Both the performance of financial and related services across the country and their links to the sector in the capital show that the fortunes of these activities do not just have implications for London. And so as the UK looks to change its trading relationships with the world, a deal for financial services will be important for a number of cities and not just the capital.
It finds that cities such as Cardiff (81%), Northampton (76%), Leeds (71%) and Edinburgh (69%) rely heavily on finance as their major services exporter. Comparatively the financial sector makes up 41% of London’s entire services exports. Financial services accounted for at least a quarter of total exports in nine of the 63 cities evaluated, including Ipswich (25%), Bristol (26%), and Swindon (34%).
Of the UK’s cities most reliant on financial services exports, more than half voted to leave the European Union in the referendum two years ago*. It is estimated that a third of all UK financial services exports go to the European Union, or approximately 36% of the total. This is followed by the US (21%), Japan (6%) and Canada (1%).

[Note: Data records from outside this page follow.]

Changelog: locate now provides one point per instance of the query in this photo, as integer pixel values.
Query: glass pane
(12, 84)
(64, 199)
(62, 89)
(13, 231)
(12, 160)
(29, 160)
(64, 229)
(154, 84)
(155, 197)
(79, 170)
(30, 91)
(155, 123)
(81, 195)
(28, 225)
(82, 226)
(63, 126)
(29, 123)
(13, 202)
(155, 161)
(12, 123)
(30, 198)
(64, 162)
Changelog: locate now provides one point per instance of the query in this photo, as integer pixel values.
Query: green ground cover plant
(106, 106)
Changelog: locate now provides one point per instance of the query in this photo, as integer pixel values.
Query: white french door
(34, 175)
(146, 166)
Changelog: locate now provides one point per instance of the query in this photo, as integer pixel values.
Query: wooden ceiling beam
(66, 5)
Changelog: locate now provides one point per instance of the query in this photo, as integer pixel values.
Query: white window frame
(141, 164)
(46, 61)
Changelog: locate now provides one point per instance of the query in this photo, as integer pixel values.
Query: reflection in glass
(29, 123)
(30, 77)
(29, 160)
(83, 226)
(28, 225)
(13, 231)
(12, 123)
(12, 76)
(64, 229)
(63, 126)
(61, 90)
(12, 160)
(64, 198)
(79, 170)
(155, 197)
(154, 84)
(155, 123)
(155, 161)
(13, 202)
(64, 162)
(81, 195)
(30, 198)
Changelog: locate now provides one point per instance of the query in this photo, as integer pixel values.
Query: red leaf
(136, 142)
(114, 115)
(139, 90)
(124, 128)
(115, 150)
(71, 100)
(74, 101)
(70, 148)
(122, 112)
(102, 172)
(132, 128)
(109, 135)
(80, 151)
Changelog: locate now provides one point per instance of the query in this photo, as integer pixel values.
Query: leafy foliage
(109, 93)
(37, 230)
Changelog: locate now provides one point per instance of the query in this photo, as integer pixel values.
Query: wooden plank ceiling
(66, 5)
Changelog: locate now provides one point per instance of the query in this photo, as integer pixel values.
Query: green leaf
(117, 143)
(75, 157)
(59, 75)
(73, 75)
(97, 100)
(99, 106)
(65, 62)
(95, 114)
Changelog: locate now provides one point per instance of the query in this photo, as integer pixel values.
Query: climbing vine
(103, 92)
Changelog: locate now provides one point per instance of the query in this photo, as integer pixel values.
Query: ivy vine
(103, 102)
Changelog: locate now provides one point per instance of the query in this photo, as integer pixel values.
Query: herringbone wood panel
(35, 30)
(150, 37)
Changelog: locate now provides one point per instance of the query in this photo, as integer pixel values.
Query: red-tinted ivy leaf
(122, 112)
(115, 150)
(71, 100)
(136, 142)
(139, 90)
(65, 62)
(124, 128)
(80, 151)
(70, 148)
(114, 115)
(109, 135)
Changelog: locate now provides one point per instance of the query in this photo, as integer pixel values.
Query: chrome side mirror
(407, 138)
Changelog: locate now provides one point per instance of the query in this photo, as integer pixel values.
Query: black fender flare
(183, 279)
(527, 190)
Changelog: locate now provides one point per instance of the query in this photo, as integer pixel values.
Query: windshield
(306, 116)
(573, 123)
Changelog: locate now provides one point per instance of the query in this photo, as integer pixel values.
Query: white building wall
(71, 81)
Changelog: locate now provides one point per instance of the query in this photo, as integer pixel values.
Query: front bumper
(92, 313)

Chief Executive of Centre for Cities Andrew Carter said: “Financial and professional services play an important role in city economies across the UK, so a bad Brexit deal for services will be a bad deal for many cities too. London is well-placed to bounce back from any post-Brexit downturn thanks to its vast labour-market and business base. However, the worry is that many other cities – especially those outside the Greater South East – will struggle to adapt to the potential shocks that might lie ahead. The Government has outlined its plans to take services out of the EU single market. It should not underestimate the damaging impact that this could have on jobs and wages in cities across the UK.”
Policy Chairman of the City of London Corporation Catherine McGuinness said: “The UK’s financial services sector is often associated with London’s iconic skyscrapers, but its reach extends well beyond the Square Mile’s borders. This data makes clear that some of the UK’s major cities rely heavily on financial services, and that a detrimental Brexit deal for the UK’s financial sector will be felt nationwide – not just in the capital. Government outlined enhanced equivalence plans in a Brexit white paper earlier this month. A great deal of ‘enhancements’ would need to be made to the current equivalence regime. The sector is eager to work with Government to clarify how this regime might be expanded to cater to the needs businesses and households on both sides of the Channel.”